Wednesday 8 June 2011

ECB Has €444 Billion PIIGS Exposure, A 4.25% Drop In Asset Values Would Bankrupt European Central Bank

http://www.openeurope.org.uk/research/ecbandtheeuro.pdf

From Tyler Durden

As if insolvent European private banks were not enough to worry about (and with banking assets of 461 percent of GDP in the UK, 178 percent in Germany, and 820 percent in Switzerland, there is more than enough to worry about), a new study by Open Europe has found that at the heart of the insolvency argument is none other than the only hedge fund that is even worse capitalized than the US Federal Reserve: the European Central Bank. "With Greece forced to seek a second bail-out to avoid bankruptcy, Open Europe has today published a briefing cataloguing how the eurozone crisis could drive the European Central Bank itself into insolvency, with taxpayers likely to pick up a big chunk of the bill.

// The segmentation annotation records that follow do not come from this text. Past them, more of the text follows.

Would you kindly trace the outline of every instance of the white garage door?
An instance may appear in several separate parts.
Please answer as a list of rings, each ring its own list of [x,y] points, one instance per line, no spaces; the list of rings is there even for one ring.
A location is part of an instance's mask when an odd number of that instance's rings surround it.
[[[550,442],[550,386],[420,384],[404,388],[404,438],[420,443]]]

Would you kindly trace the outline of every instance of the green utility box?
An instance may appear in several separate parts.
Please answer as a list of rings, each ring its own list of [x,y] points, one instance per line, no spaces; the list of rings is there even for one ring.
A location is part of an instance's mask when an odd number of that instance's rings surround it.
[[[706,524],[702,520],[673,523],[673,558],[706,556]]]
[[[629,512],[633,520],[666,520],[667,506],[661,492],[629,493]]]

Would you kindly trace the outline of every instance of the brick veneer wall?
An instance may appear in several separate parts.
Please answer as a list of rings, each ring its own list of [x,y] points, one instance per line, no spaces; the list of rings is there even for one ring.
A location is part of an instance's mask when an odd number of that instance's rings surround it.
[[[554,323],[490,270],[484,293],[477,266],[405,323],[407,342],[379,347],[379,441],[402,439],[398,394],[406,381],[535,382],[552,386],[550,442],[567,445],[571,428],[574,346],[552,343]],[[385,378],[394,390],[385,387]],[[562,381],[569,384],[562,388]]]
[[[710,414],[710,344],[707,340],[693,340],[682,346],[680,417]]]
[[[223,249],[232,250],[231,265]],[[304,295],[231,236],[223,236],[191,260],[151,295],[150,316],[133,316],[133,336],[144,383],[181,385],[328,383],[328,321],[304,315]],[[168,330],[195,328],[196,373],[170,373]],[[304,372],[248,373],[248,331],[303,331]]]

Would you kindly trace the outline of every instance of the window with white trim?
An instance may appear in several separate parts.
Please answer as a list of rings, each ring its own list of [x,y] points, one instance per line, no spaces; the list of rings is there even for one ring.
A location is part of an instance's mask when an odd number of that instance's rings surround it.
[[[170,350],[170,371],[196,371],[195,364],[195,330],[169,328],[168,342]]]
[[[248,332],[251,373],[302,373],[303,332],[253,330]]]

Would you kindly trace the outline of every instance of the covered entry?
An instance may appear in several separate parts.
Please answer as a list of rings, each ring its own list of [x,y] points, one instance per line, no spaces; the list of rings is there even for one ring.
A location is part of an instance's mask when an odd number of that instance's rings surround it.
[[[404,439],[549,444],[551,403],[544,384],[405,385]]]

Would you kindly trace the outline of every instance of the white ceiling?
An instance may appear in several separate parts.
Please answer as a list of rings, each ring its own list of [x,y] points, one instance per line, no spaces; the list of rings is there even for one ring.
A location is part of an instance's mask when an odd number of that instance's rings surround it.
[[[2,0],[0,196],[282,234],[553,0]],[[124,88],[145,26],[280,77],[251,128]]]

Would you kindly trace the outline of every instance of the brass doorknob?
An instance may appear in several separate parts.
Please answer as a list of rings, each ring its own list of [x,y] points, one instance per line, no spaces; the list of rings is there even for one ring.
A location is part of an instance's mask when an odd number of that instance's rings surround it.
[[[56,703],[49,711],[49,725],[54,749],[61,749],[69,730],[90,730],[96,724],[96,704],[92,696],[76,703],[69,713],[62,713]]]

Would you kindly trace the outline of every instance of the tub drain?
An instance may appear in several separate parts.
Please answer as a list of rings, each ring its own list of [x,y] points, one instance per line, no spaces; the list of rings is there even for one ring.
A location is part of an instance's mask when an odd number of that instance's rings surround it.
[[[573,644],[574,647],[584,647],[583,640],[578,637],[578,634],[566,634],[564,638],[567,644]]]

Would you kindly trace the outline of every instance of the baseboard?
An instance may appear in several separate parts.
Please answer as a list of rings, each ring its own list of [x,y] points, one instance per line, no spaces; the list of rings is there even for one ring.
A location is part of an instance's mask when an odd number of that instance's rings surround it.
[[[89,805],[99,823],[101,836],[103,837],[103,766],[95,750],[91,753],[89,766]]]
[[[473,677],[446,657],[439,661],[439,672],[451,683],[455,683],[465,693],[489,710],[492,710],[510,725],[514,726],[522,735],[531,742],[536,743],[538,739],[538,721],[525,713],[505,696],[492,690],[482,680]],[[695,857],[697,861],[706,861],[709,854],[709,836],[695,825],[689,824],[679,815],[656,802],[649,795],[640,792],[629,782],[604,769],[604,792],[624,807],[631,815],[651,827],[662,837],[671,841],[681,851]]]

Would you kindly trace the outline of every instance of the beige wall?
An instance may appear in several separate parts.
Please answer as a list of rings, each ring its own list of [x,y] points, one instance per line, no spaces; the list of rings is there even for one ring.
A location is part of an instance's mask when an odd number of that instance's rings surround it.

The role of the ECB in the ongoing eurozone and banking crisis has been significantly understated. By propping up struggling eurozone governments and providing cheap credit to ailing banks, the ECB has put billions worth of risky assets on its books. We estimate that the ECB has exposure to struggling eurozone economies (the so-called PIIGS) of around €444bn – an amount roughly equivalent to the GDP of Finland and Austria combined. Of this, around €190bn is exposure to the Greek state and Greek banks. Should the ECB see the value of its assets fall by just 4.25%, which is no longer a remote risk, its entire capital base would be wiped out." It seems that in crafting "prudent" capitalization ratios courtesy of Basel 1 through infinity, the global NWO regulators totally let the ECB slip through the cracks. The finding also confirms what we have been saying all along: there is no way that any form of voluntary or involuntary phase transition that will require the ECB to mark down assets that it has on its books at par (yet are worth 50 cents on the dollar) can ever occur: such an event would result in the immediate insolvency of the European lender of first and last resort, and, in turn, the unravelling of the Eurozone.